The sixth grade Spanish students had a hands-on experience with Spanish culture in a flamenco workshop last Monday that enhanced what they are learning about in the classroom.
Valerie Maté-Hunt, the Head of Middle School (MD) Language Department, organized the event. “The event took place because we wanted to expose our students to the culture of the Spanish language, and flamenco is one of the art works of Spain,” Maté-Hunt said.
Flamenco is a rhythmic form of dance that incorporates measured rhythms that continuously cycle with extravagant dancers to these beats. While some of it was planned, a lot of the performance was largely improvised on the spot. The workshop, featuring performers from the Xianix Barrera Flamenco Company, included a guitarist, a singer, and two dancers, who used their bodies, castanets, their shoes, and their voices to produce fun and vibrant sounds with many layers.
“After they performed, they explained the different movements they were doing, and they taught the kids how to clap correctly and how to move their feet in a certain rhythmic pattern,” Dean of the Class of 2025 Michelle Amilicia said.
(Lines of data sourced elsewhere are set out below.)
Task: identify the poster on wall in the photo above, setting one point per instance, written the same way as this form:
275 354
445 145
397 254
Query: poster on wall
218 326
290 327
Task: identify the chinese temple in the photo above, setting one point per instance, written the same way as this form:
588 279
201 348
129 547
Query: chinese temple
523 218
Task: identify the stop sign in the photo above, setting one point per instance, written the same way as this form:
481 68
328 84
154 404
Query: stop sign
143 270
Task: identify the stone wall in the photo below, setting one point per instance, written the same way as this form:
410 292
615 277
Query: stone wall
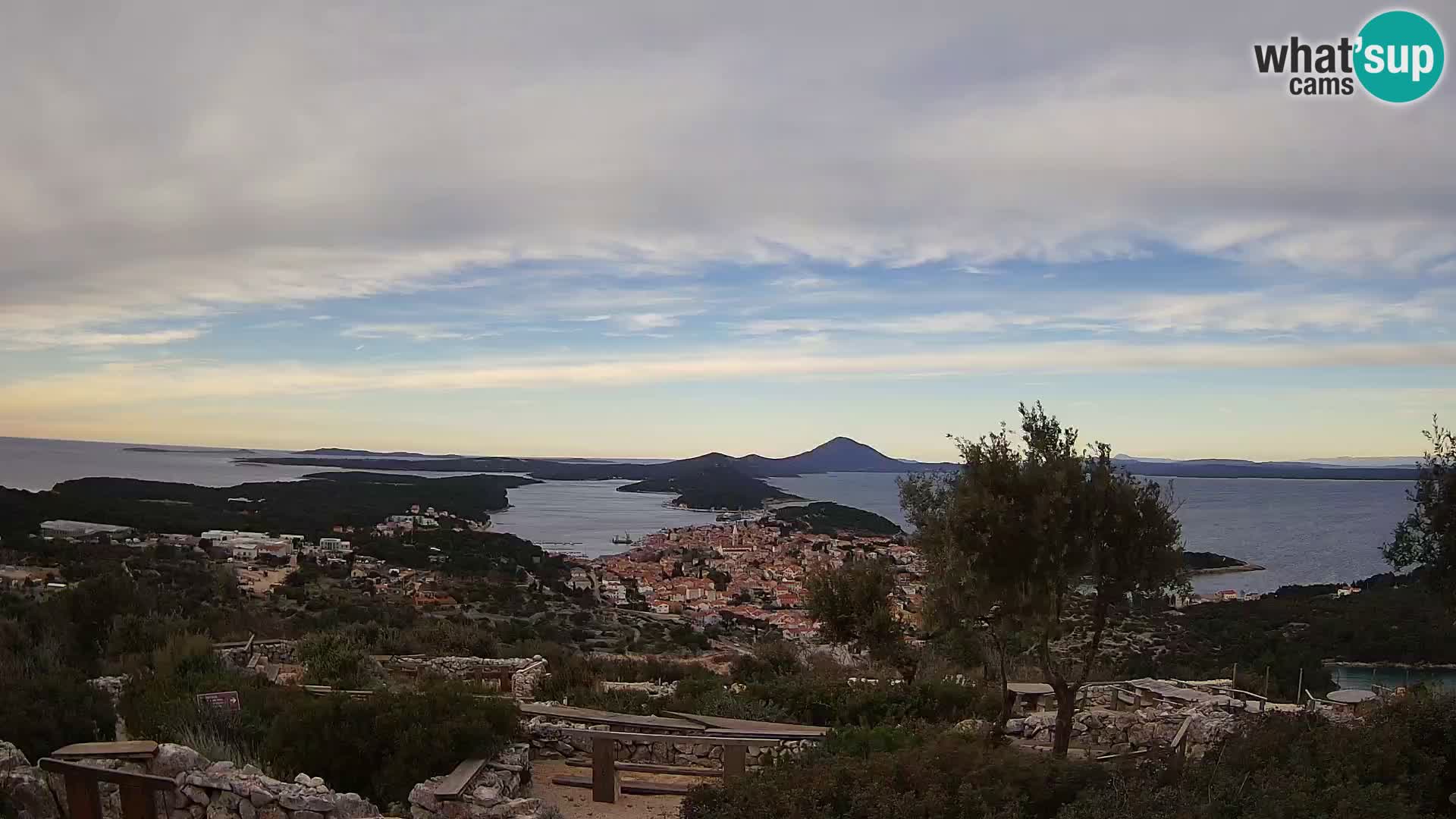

This made for an interactive experience that kept the kids engaged, and also allowed them to develop an emotional memory that they won’t forget, she said.
The performers used modern references to explain the dance moves like ‘pick up the Xbox controller’ for motioning to bend down, Elena Zu (6) said.
The climax of the event was when students had the opportunity to go onstage and perform each dance move they had been taught. “My favorite part was when we were tapping, as it was really interesting,” Brady Bu (6) said.
After everyone performed, the students were asked questions and quizzed on the history of flamenco by the performers. “Flamenco has such a rich history and dance, and it represents so much of the history of Spain,” Maté-Hunt said.
“I learned how flamenco evolved and how it spread through Spain and its culture,” Olivia Coward (6) said.
Maté-Hunt believes this workshop is a great way to immerse the kids in a cultural experience beyond the classroom, she said. “Some students connect through the arts and this is just a really great way to expose them to a historic, artistic form of the language,” she said.
“This is what education is all about,” Amilicia said.
Coward thought that the workshop was not only a fun experience, but that it contributed to her understanding of Spanish and would help her in the classroom, she said.
Bu thought it was helpful to see what his class is learning about in real life, he said.
“This is the second year we did it, and it was really successful. The students responded really well to it,” Maté-Hunt said. The event was implemented one year ago, and the Spanish department plans to keep holding this event as long as it is still successful. Sophie Rukin (7) recalled her experience at the flamenco workshop last year as a really exciting and interesting experience, she said. There was no quizzing portion, though the rest was very similar, she said.
“We didn’t really understand flamenco until we saw it,” Rukin said.
In future years, Amilicia hopes to see the flamenco dancers teach the students an entire short dance that they will be able to perform together, she said. However, overall she was very happy with how the workshop went, she said.
“After all, what’s the point in learning Spanish if you don’t know the culture?” Bu said.